We’ve written before about Google‘s investments in a wide range of green energy companies, including wind, solar, and geothermal plants. At this week’s annual shareholder’s meeting, CEO Larry Page announced a new R&D team charged with capitalizing on those investments and Google’s own cleantech intellectual property. These moves suggest the search and software giant is ramping up its efforts to develop its own clean technology in conjunction with its partners to bring that energy to market at efficiency and scale.
Google’s energy investments have always been complicated, spread between philanthropy and business, trying to be responsible to both shareholders and the planet. On one hand, Google wants to take the long view, identifying genuinely transformative possibilities in energy generation and transmission and securing its own high-energy-needs future. On the other hand, the company is looking for places where it can make an immediate technological impact and generate a solid return on its investment.

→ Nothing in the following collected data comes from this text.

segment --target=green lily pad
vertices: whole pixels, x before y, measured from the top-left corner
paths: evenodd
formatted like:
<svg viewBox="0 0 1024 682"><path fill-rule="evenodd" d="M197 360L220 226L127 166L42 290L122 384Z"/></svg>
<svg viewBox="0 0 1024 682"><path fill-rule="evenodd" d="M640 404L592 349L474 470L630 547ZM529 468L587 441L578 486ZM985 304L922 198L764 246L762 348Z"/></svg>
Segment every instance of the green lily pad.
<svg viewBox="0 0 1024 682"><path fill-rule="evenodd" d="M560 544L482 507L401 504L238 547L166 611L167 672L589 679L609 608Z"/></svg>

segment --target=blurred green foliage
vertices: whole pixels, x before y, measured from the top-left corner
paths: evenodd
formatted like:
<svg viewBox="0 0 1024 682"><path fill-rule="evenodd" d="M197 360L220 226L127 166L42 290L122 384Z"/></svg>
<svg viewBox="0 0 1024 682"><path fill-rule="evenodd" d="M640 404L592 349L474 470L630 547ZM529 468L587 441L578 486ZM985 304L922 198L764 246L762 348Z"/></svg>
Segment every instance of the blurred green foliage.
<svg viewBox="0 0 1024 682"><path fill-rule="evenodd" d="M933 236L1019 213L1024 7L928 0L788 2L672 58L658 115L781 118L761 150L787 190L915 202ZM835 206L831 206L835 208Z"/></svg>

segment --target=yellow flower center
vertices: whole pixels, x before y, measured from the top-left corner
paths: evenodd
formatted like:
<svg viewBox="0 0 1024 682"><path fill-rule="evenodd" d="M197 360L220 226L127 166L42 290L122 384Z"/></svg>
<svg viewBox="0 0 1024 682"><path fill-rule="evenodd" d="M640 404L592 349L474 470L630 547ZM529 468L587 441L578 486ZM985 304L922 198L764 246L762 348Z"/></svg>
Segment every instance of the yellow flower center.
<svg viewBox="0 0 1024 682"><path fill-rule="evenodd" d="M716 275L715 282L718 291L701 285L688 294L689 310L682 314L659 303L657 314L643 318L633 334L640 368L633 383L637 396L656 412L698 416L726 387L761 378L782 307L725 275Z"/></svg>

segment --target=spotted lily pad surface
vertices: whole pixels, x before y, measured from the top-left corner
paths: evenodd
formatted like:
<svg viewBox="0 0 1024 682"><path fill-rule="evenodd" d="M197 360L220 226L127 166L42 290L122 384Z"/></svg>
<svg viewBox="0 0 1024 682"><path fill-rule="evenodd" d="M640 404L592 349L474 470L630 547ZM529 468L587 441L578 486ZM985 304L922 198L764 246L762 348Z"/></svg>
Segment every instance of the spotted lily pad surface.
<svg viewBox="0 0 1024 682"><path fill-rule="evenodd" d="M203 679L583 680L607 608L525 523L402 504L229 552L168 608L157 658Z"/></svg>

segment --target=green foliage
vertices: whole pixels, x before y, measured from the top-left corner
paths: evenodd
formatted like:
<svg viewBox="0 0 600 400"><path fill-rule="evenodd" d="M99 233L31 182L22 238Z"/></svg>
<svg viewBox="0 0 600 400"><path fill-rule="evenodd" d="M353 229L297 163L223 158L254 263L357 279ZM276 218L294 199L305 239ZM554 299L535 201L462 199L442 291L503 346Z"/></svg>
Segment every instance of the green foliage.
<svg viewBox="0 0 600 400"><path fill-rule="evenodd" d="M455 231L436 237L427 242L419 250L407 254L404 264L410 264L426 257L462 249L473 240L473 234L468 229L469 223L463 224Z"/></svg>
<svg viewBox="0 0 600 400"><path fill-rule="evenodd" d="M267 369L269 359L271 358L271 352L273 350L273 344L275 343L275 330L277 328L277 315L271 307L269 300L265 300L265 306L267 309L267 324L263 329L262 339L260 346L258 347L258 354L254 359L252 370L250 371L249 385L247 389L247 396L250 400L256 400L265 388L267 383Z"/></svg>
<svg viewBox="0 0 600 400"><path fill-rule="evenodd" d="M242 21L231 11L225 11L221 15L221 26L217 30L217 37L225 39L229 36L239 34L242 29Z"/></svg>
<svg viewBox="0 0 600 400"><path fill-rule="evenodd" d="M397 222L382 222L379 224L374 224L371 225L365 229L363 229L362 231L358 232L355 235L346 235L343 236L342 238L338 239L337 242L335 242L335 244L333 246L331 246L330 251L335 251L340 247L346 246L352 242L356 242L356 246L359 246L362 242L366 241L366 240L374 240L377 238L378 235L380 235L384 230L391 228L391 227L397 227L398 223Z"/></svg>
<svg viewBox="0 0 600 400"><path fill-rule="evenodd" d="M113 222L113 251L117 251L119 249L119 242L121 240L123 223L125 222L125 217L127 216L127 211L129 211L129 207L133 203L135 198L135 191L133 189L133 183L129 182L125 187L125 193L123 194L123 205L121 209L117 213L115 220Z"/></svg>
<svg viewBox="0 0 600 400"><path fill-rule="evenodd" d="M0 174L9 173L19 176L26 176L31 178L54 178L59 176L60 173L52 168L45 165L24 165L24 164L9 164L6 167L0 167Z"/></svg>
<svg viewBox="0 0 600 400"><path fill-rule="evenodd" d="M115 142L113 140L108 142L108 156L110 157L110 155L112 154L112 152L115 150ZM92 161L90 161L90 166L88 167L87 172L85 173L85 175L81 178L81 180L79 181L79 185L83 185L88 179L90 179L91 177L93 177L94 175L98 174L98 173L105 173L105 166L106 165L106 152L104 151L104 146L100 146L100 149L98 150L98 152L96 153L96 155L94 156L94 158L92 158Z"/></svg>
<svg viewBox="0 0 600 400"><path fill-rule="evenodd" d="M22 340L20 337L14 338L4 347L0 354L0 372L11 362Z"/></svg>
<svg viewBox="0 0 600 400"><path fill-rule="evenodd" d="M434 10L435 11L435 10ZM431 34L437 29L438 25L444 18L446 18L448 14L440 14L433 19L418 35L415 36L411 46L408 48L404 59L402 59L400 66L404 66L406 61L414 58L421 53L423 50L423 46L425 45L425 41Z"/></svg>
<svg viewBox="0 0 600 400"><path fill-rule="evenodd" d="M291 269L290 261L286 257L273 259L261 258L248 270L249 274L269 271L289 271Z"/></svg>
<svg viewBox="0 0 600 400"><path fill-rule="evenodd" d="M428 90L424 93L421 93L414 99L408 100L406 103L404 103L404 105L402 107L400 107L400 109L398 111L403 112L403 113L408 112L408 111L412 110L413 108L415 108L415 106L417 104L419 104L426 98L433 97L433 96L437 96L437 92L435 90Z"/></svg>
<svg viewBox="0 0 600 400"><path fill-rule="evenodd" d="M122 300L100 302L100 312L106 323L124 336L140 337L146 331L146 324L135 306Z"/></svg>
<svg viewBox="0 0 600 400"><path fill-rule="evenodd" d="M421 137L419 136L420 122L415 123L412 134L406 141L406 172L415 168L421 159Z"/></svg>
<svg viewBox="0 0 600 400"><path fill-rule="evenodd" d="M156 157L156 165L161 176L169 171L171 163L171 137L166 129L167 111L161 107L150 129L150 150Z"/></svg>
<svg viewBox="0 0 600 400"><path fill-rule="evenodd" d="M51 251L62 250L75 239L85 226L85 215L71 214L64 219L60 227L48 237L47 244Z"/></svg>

“We spend most of our time on search and advertising,” Page said, but “to people outside the company, what’s more interesting is ‘what is the latest crazy thing that Google did?'”
“For us, those things are interesting, too, but it tends to be three people somewhere in the company,” he noted. “We’re not betting the farm on any of those things.” In the case of renewable energy, Google’s new hires seem to indicate it will be five people somewhere in the company, but their work is more serious than just engineers fiddling in a lab looking for “the latest crazy thing.” In other words, it isn’t like a driverless car that may or may not appear in the indefinite future, but a serious industry that Google’s approaching with urgency.
The ultimate goal is eminently practical: “RE < C,” Google’s long-established project to make renewable energy cheaper than coal. The urgency comes in the addendum to that formula: “Within a few years.”
To that end, Google has advertised five new positions in its Renewable Energy Engineering wing in Mountain View. One will be charged with managing Google’s own energy usage to help keep the company cost-efficient and carbon-neutral. The other four spots are much more mechanical-engineering heavy than the typical Google hires. These are more interesting.
The three-person renewable energy engineering team will be responsible for both evaluating and recommending investments for the company and in developing new technologies. There’s a head of renewable energy engineering to lead the team, an engineer specializing in early-stage technology and prototyping, and a mechanical engineer who heads up design and manufacturing.
The key phrase throughout the advertised positions is “utility-scale.” The language of the mechanical engineer advertisement is especially revealing: “You will not be designing laboratory experiments; you will be designing useful systems that must deliver cost-effective results in the real world.” This isn’t pie-in-the-sky R&D. This is about products.
I asked Google spokesperson Parag Chokshi if it would be fair to say that Google may soon be playing a more active role with its clean energy partners than just capital support. “We haven’t changed our strategy,” Chokshi said, while noting that Google doesn’t typically comment on the specifics of its hiring strategy. “In fact, we have and continue to work closely with our partners… [both] the renewable energy projects in which we have invested, and with the co-investors who have joined us in investing in those projects.”
In April, Rick Needham, Google’s Director of Green Business Operations and Strategy, told Fast Company that Google’s energy approach was both investment- and technology-driven: “We want to have an impact on the scale of the project, and an impact because of the technology being deployed.” Large-scale projects are “the proof point of technology on a scale that allows those technologies to be financed and deployed at other locations.”
As new CEO, Larry Page is under pressure to deliver something big. Recently, Malcolm Gladwell argued (in his typically contrarian fashion) that the Internet “search solves problems that aren’t really problems“:
Can we make a better Google or Bing? Yeah; sure we can. But it solves a problem that isn’t really a problem. You cannot point to any area of intellectual activity or innovation that is today being compromised or hamstrung by their lack of access to search technology. Can we honestly go to some scientist to say that the reason you haven’t cured cancer is because you don’t have access to some information about cancer research? No!
There isn’t a problem that’s any bigger or more real than generating renewable energy and bringing it to market. If Google can find big ways in just the next few years to solve only a part of that puzzle, turning Google’s energy wing into a business remotely as robust as its search and software core, then Page will have delivered something big indeed.